DoS attacks against the financial industry are occasionally politically motivated but are most often seen as attempts to probe vulnerabilities in the bank’s systems or create a large enough distraction to cover up other hacking attempts.
DoS attempts can cost potentially up to $100,000 for every hour that a bank’s site is down and/or vulnerable to outside access. These costs allow attackers to attempt to extort a financial institution by preventing its normal commercial website activities.
Phishing
Protecting the endpoints by strengthening authentication checks and improving user education will go a long way towards a secure financial infrastructure. Many of the weak points in the system come from attempts to extract information via phony emails or websites. This sort of attack is known as Phishing.
Phishing attacks resemble emails from trusted sources. The emails may prompt a user to verify personal or account information that is then captured and used to steal money or personal information. Phishing has evolved and become more sophisticated over the last few years, but the prevalence of “Phishing kits” that are available criminals worldwide means that there are millions of attacks a day ranging from complex attempts to socially engineer a user to sloppy obviously fake emails that still manage to trick a small section of the userbase.
New Tech Bank Fraud
Technology’s biggest contribution to the abilities of criminals to commit bank fraud has been the rise of automation that allows them to commit thousands or millions of bogus transactions that are too small to easily notice.
Large-scale theft of customer data from companies such as Target or Home Depot get all the headlines and consumer attention, but according to the Identity Theft Resource Center, there have been more than 8,000 data breaches covering more than a billion records since 2005.
As the technology to protect customer and bank data from fraud has tightened internal security, fraudsters are turning their attention elsewhere, directing their efforts towards endpoints such as customer home computers or mobile devices.
Device & Account Takeover
While DoS attacks against banks are common, deploying strong internal defenses is usually a matter of investing in the right infrastructure and properly configuring internal networks. So attackers will often ignore the big internal network and go after a more vulnerable spot. User-controlled endpoints are usually the weakest link in any corporate IT system. User error, phishing, or other vulnerabilities lead to compromised user accounts, PCs or mobile devices.

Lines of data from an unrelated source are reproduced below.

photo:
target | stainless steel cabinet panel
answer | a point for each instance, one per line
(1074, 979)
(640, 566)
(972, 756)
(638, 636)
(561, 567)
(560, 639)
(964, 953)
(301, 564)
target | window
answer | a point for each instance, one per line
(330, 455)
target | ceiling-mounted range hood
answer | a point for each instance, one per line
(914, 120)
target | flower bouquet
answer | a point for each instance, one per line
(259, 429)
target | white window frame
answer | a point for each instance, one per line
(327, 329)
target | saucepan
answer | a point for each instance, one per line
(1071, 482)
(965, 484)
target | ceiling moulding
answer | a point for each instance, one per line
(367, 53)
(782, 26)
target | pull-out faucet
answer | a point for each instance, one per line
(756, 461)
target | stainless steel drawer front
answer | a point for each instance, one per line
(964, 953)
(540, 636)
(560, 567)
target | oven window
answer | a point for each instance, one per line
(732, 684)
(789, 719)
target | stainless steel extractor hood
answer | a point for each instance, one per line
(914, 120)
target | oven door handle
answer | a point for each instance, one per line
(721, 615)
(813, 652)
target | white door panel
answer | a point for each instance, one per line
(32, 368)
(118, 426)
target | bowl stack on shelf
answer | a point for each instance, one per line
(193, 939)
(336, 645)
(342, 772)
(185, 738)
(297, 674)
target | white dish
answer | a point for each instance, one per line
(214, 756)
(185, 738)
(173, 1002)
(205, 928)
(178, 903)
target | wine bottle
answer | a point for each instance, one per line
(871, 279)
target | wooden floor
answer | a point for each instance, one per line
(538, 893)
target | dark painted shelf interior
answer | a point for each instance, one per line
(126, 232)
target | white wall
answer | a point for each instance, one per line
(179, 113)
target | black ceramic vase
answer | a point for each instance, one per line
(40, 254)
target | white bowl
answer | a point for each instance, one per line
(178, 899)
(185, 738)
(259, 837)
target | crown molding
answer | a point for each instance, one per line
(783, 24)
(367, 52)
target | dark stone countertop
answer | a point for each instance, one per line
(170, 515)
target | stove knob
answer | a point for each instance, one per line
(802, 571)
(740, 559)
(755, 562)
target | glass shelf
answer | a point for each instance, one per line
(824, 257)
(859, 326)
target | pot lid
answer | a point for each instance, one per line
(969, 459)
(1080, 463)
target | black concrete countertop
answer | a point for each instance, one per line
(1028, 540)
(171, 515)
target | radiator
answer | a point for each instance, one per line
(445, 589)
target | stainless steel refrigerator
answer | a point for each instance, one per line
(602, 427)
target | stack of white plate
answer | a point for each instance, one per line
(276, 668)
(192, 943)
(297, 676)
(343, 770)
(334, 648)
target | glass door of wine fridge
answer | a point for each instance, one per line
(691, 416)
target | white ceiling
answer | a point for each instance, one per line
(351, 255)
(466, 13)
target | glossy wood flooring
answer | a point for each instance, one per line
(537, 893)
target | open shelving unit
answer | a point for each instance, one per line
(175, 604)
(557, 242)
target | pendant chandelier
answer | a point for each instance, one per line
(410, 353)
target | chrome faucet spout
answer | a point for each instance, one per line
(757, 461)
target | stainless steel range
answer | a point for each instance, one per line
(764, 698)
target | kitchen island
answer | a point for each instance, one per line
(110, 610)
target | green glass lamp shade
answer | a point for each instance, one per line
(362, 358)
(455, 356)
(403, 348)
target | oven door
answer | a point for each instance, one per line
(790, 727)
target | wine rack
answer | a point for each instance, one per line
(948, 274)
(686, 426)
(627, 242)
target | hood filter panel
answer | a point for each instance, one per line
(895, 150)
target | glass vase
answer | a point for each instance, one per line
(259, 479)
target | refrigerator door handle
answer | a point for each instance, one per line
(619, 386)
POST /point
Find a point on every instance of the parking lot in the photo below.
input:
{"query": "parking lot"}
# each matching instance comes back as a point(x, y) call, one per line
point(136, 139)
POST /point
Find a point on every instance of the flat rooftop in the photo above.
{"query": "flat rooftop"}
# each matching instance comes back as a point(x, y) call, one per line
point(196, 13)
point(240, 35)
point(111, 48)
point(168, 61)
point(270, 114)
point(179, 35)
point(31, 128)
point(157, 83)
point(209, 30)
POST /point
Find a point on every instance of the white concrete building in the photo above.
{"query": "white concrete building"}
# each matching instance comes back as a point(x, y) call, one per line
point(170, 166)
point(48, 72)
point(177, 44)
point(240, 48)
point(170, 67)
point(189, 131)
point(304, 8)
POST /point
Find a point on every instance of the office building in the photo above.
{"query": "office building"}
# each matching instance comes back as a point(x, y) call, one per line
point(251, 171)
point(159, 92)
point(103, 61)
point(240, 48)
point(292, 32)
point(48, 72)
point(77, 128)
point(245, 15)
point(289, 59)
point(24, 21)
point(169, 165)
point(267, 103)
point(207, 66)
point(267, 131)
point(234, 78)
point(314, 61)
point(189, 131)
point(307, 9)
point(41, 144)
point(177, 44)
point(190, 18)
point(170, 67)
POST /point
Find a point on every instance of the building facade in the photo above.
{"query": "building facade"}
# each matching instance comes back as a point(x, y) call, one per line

Device vulnerabilities can allow the installation of malicious code interception of information (including passwords and bank account information) via man-in-the-middle attacks or exploitation of well-known security flaws that have not been properly patched.
One of the solutions implemented by financial firms is more aggressive and complex forms of identity verification. Going beyond cookies, passwords and CAPTCHA, banks and other financial firms are adopting two-factor authentication, unique device ID schema and improved password challenge questions. This creates a more complex authentication procedure but also potentially more hurdles for a legitimate user to access his or her account.